More calculating rock stars may have tried to suppress the personal traumas which have become intrinsically linked with the story of his band but Jollet accepts that his period of trial is now public knowledge and continues to feed his own experiences into his work.
“That’s the deal if you’re an artist, right? People are going to know you,” he says. ”I feel it comes with the territory. My job is to write stories and to observe the world. I try and write about things that are affecting me and hopefully relate that to other people. I’m just writing songs and it seems that if you’re a songwriter you have to trade on some pretty personal stuff. It feels fine to me.”
“This whole thing of music as a coping mechanism, that wasn’t true for me,” he adds. “All that stuff happened but then a lot of good things happened too. I just wrote a record about it. It’s not like I needed to do it to cope or have catharsis.”
Jollet may have strayed from his initial career path, one which he hoped would lead to him writing the Great American Novel, but the latent novelist in him is being put to good use in TATE’s growing cannon of narrative-driven rock songs. However, while bouncing along the highways and byways of Europe, the singer-songwriter still wonders aloud about his choices, his new artistic direction and the one he left, maybe only temporarily, behind.
“I was a writer for a few years and all this feels a little absurd,” he says. “I should be on my second novel right now and married with a kid or something but I’m in this bus with a bunch of my friends, touring around and playing all these shows all the time. So sometimes this feels weird but most of the time it’s very natural.

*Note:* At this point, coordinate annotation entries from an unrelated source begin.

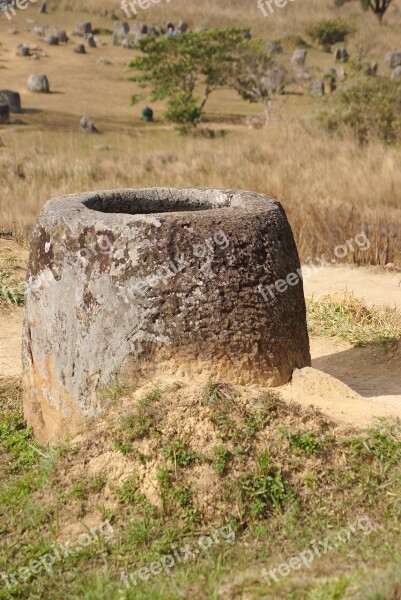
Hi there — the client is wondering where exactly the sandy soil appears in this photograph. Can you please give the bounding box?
[305,266,401,308]
[0,241,401,427]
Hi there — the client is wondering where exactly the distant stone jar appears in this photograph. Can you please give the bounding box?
[23,188,310,444]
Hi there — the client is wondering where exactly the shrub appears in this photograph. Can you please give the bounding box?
[307,19,353,52]
[319,77,401,144]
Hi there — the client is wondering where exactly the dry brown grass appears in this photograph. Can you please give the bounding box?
[0,0,401,265]
[0,123,401,264]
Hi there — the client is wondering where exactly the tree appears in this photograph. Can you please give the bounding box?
[129,28,247,133]
[335,0,393,22]
[234,40,287,126]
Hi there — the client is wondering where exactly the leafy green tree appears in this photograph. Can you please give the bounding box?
[234,40,287,126]
[129,28,247,132]
[335,0,393,22]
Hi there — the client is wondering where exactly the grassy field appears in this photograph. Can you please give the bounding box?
[0,0,401,264]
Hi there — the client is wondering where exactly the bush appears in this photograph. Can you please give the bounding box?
[319,78,401,144]
[164,92,201,135]
[307,19,353,52]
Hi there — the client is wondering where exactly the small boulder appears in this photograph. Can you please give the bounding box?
[0,102,10,125]
[44,35,59,46]
[291,48,308,70]
[384,52,401,69]
[74,21,92,37]
[334,48,349,62]
[27,75,50,94]
[80,117,99,133]
[309,81,324,96]
[85,33,96,48]
[0,90,21,113]
[391,65,401,81]
[74,44,86,54]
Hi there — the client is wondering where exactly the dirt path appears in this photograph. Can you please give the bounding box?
[305,267,401,308]
[0,251,401,427]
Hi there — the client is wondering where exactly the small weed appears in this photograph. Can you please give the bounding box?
[288,431,323,454]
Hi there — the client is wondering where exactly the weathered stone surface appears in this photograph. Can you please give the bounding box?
[26,75,50,94]
[384,52,401,69]
[74,44,86,54]
[0,100,10,124]
[16,44,30,56]
[0,90,21,113]
[23,188,310,443]
[80,117,99,133]
[391,66,401,81]
[74,21,92,37]
[291,48,308,70]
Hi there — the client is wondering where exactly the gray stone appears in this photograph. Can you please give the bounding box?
[16,44,31,56]
[309,81,324,96]
[178,21,189,33]
[80,117,99,133]
[27,75,50,94]
[0,101,10,125]
[391,65,401,81]
[291,48,308,70]
[334,48,349,63]
[74,21,92,37]
[23,188,310,444]
[0,90,21,113]
[384,52,401,69]
[44,35,59,46]
[85,33,96,48]
[74,44,86,54]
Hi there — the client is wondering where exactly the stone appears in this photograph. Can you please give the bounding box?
[111,21,130,46]
[16,44,31,56]
[54,28,69,44]
[0,101,10,125]
[390,65,401,81]
[0,90,21,113]
[85,33,96,48]
[309,81,324,96]
[80,117,99,133]
[291,48,308,70]
[74,21,92,37]
[27,75,50,94]
[362,62,379,77]
[384,52,401,69]
[74,44,86,54]
[334,48,349,63]
[23,188,310,444]
[44,35,59,46]
[121,38,134,48]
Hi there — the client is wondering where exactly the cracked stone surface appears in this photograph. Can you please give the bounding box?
[23,188,310,444]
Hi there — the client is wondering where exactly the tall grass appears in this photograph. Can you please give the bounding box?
[0,122,401,264]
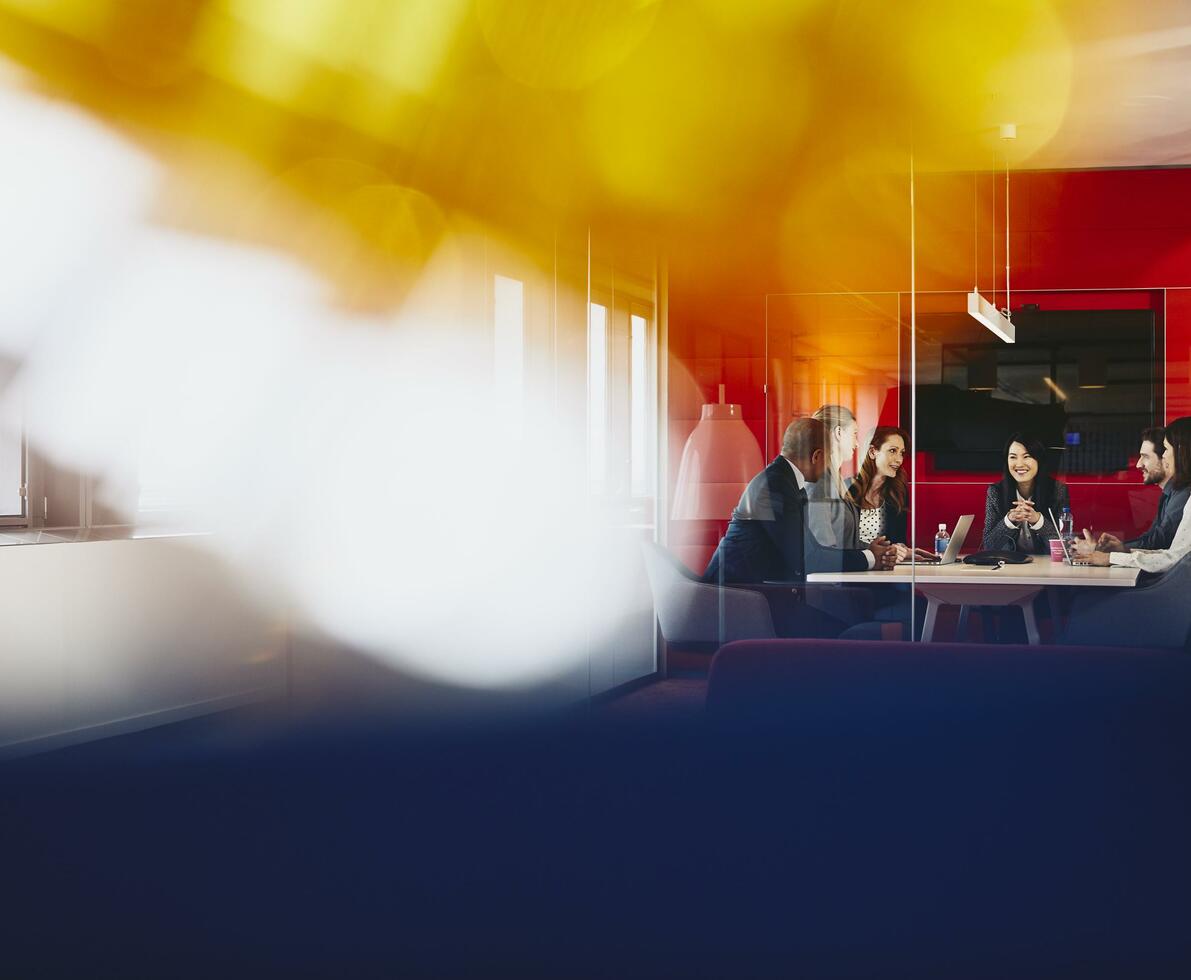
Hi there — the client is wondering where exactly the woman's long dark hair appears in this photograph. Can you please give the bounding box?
[1000,432,1054,514]
[1166,416,1191,489]
[848,425,910,513]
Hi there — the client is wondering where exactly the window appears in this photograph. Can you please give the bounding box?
[587,302,607,493]
[629,313,650,497]
[492,275,525,430]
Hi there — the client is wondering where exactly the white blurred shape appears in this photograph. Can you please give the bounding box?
[0,76,628,686]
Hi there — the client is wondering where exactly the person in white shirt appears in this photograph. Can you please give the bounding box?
[1075,416,1191,574]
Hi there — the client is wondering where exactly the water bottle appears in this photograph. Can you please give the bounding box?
[1059,507,1075,554]
[935,524,952,557]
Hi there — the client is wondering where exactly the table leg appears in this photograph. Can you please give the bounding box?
[955,606,967,639]
[1015,598,1042,647]
[922,597,939,643]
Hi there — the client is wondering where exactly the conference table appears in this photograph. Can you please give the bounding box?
[806,555,1140,645]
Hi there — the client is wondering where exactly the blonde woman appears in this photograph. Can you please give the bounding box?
[806,405,860,549]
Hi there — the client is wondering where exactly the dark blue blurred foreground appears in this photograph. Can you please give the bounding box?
[0,644,1191,978]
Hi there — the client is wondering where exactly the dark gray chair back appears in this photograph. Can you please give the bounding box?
[642,541,775,643]
[1061,555,1191,649]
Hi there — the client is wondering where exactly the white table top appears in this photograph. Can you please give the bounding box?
[806,555,1139,588]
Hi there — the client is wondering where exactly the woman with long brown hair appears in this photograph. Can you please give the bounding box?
[848,425,935,561]
[848,425,910,554]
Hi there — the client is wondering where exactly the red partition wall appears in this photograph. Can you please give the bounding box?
[669,169,1191,567]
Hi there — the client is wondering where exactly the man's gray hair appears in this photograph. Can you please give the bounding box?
[811,405,856,429]
[781,418,827,460]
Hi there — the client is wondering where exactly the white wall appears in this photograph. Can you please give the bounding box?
[0,537,286,755]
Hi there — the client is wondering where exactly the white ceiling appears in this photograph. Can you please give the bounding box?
[1023,0,1191,169]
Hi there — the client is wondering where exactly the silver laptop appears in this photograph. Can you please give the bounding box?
[930,514,975,564]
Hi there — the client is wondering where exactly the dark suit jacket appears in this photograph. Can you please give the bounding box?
[703,456,868,582]
[1125,483,1191,551]
[984,480,1071,555]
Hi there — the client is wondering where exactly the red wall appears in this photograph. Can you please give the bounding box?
[668,169,1191,570]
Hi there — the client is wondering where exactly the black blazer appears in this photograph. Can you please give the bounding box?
[984,477,1071,555]
[703,456,868,582]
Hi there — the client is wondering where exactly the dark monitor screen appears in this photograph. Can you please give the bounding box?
[902,310,1161,473]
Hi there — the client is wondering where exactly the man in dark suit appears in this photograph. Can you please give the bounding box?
[1096,426,1191,551]
[703,418,897,636]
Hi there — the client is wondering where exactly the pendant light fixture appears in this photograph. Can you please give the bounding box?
[968,123,1017,344]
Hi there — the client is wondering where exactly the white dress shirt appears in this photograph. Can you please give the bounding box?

“Suddenly, for whatever reason, all I wanted to do was play music…which was a kinda irresponsible decision! I had quite a promising writing career going and then I fucked it up with this rock band.”
The prospect of writing the next record, the almost mythic “difficult” second album, doesn’t faze Jollet. But questions remain. Where will the stories come from now that the “week from Hell” has been dealt with? Is he now living experiences which fans will get to hear about in the next year or so? Where will the inspiration come from now things are finally looking up?
“Who knows? Am I going to make another heartbreaking record or write an album without having to go through some horrible times, I hope so and I think so,” he says. “We already have about seven songs for the new record. Joe Strummer of the Clash said if you want to write songs then just look around you, everything you want to write about is where you look so I think that’s pretty much where the second record will come from.”
Right now, the sometimes raw subject matter of Jollet’s songs from that dark period is their stock and trade. And far from shying away from it, fans have embraced the vulnerability and honesty.
At TATE’s show at the Muziekodroom in Hasselt on April 24, their first time in Belgium, the crowd is packed in like sardines. For a band which has yet to release its album in mainland Europe, they soon find that, with all things, where there’s a will there’s a way and the crowd sing along to songs they have no right to know about yet. The band responds in the way which has helped drive on the monster they have created. They rip through their set with an intensity and physicality as though it could be their last. Knowing that life can change in a second, maybe that’s how Jollet works. Maybe that’s why his band is living for the moment and maybe that’s why so many people are willing to join them.
While you can never really be sure what’s going to happen next, you wouldn’t bet against The Airborne Toxic Event being one of the biggest bands on the planet by the time they return to Europe later in the year for festival performances which could be triumphant, and, dare I say it, life-affirming.